1. The method for extracting and purifying the burdock tea polysaccharide is characterized by comprising the following specific steps of: weighing the prepared burdock tea, crushing, putting into a beaker, adding ten times of tea powder mass of water, uniformly mixing, carrying out water bath at 65 ℃ for 2.5h, setting the rotating speed at 70r/min and the bath temperature at 65 ℃ for 25min by using a rotary evaporator, and concentrating to 0.2 time of the original volume. The concentrated solution is added with 95 percent ethanol with 5 times volume and dissolved for 12 hours. Centrifuging at 5000r/min for 10min, and filtering to obtain crude polysaccharide. Deproteinizing crude polysaccharide by Sevag method, preparing Sevag reagent with chloroform-n-butanol volume ratio of 4:1, placing crude polysaccharide solution in separating funnel, adding Sevag reagent with 0.2 times solution volume, oscillating for 18min, centrifuging at 5000r/min for 8min to obtain supernatant, repeating the previous operation until no milky denatured protein is precipitated between chloroform layer and n-butanol layer, mixing the supernatants, pouring into semi-permeable membrane bag with cutoff relative molecular mass of 7000, dialyzing with distilled water for 2.5d, and changing water every 2 h. Preparing the dialyzed polysaccharide into a solution of 5mg/mL, adding 1 part of 30% hydrogen peroxide solvent into each 50 parts of the dialyzed polysaccharide, keeping the temperature at 50 ℃ for decoloring for 3 hours until the color value is not reduced any more, and performing vacuum freeze-drying after concentration to obtain a polysaccharide pure product.

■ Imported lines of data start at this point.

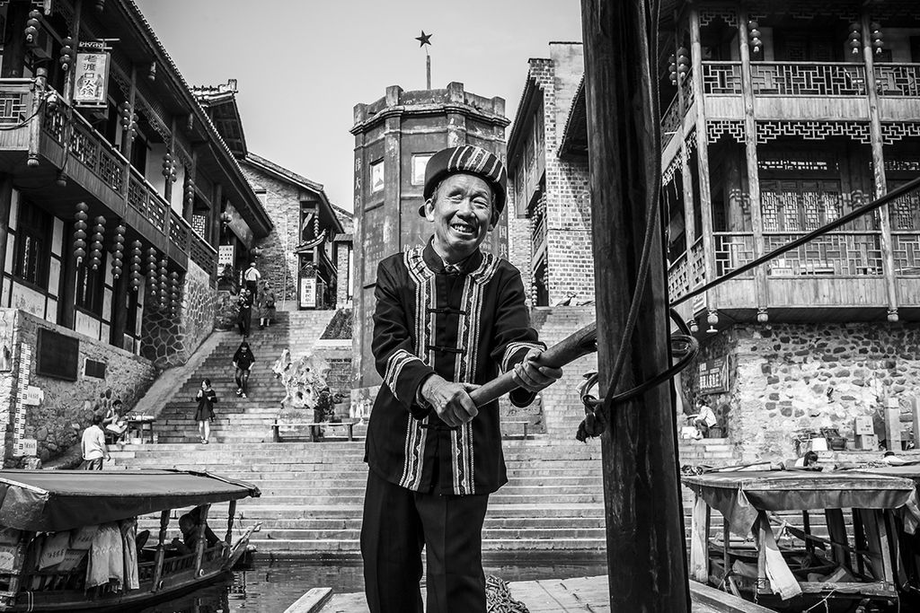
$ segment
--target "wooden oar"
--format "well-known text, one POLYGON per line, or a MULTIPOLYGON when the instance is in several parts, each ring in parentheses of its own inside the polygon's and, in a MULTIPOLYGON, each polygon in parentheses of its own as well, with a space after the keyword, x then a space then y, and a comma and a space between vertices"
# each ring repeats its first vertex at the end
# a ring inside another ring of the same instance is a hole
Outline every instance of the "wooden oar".
MULTIPOLYGON (((561 369, 566 364, 595 351, 597 351, 597 323, 592 322, 540 354, 539 364, 561 369)), ((482 387, 477 388, 469 396, 477 406, 482 406, 519 387, 521 386, 514 381, 514 371, 509 370, 482 387)))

2. The extraction and purification method of burdock tea polysaccharide as claimed in claim 1, wherein the burdock tea raw material is ground, added with water in a ratio of 1:10, mixed uniformly, and subjected to water bath at 65 ℃ for 2.5 h.

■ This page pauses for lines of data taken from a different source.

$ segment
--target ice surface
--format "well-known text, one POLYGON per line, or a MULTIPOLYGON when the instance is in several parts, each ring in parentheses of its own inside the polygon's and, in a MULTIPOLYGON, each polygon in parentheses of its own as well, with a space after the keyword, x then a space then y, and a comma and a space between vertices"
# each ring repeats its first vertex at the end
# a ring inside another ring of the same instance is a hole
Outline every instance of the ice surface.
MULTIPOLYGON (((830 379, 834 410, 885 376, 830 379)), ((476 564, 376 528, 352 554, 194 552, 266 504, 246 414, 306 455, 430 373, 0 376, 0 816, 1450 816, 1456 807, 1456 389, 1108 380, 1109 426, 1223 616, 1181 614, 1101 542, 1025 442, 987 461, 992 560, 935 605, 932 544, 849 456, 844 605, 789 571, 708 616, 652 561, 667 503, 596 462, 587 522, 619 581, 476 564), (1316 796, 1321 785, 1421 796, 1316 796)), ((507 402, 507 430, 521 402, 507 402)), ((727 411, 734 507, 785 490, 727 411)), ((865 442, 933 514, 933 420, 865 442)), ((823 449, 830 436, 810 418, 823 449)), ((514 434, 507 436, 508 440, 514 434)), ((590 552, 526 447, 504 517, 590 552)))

3. The extraction and purification method of burdock tea polysaccharide as claimed in claim 1, wherein a rotary evaporator is used, the rotation speed is set to 70r/min, the bath temperature is 65 ℃, the time is 25min, and the burdock tea polysaccharide is concentrated to 0.2 time of the original volume.

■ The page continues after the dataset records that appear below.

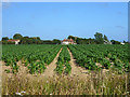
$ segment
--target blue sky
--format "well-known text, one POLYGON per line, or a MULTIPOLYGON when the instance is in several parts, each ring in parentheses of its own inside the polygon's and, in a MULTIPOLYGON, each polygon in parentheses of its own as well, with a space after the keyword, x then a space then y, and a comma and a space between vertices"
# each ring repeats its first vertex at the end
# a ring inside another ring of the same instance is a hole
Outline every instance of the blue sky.
POLYGON ((14 33, 64 39, 69 34, 128 40, 127 2, 12 2, 2 3, 2 37, 14 33))

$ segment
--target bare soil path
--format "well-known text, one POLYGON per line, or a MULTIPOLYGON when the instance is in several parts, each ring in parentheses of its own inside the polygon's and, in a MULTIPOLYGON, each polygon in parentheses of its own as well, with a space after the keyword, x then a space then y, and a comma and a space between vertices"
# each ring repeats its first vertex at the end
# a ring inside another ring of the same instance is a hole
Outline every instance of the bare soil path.
POLYGON ((56 57, 53 59, 53 61, 47 67, 47 69, 43 72, 44 77, 53 77, 55 75, 54 69, 56 68, 56 61, 58 58, 60 53, 62 52, 62 48, 57 53, 56 57))
POLYGON ((72 66, 72 73, 70 73, 70 77, 80 77, 80 78, 87 78, 88 77, 88 70, 81 68, 81 67, 78 67, 77 64, 76 64, 76 59, 74 59, 74 56, 72 54, 72 52, 69 51, 68 48, 68 52, 69 52, 69 55, 70 55, 70 66, 72 66))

4. The extraction and purification method of burdock tea polysaccharide according to claim 1, wherein the burdock tea powder solution is dissolved by 95% ethanol with 5 times volume, and the dissolving time is 12 hours.
5. The method for extracting and purifying burdock tea polysaccharide as claimed in claim 1, wherein Sevag method is adopted to deproteinize the crude polysaccharide, and Sevag reagent is prepared with chloroform-n-butanol volume ratio of 4: 1.
6. The method for extracting and purifying burdock tea polysaccharide as claimed in claim 1, wherein the Sevag reagent is added, the oscillation is carried out for 18min, the centrifugation is carried out for 8min at 5000r/min, the supernatant is obtained, and the steps are repeated for many times, so that the polysaccharide in the tea powder is extracted to the maximum extent.
7. The method for extracting and purifying burdock tea polysaccharide as claimed in claim 1, wherein the supernatant obtained by purification is distilled and dialyzed for half two days, water is replaced every 2 hours, and decolorization treatment is carried out again after dialysis.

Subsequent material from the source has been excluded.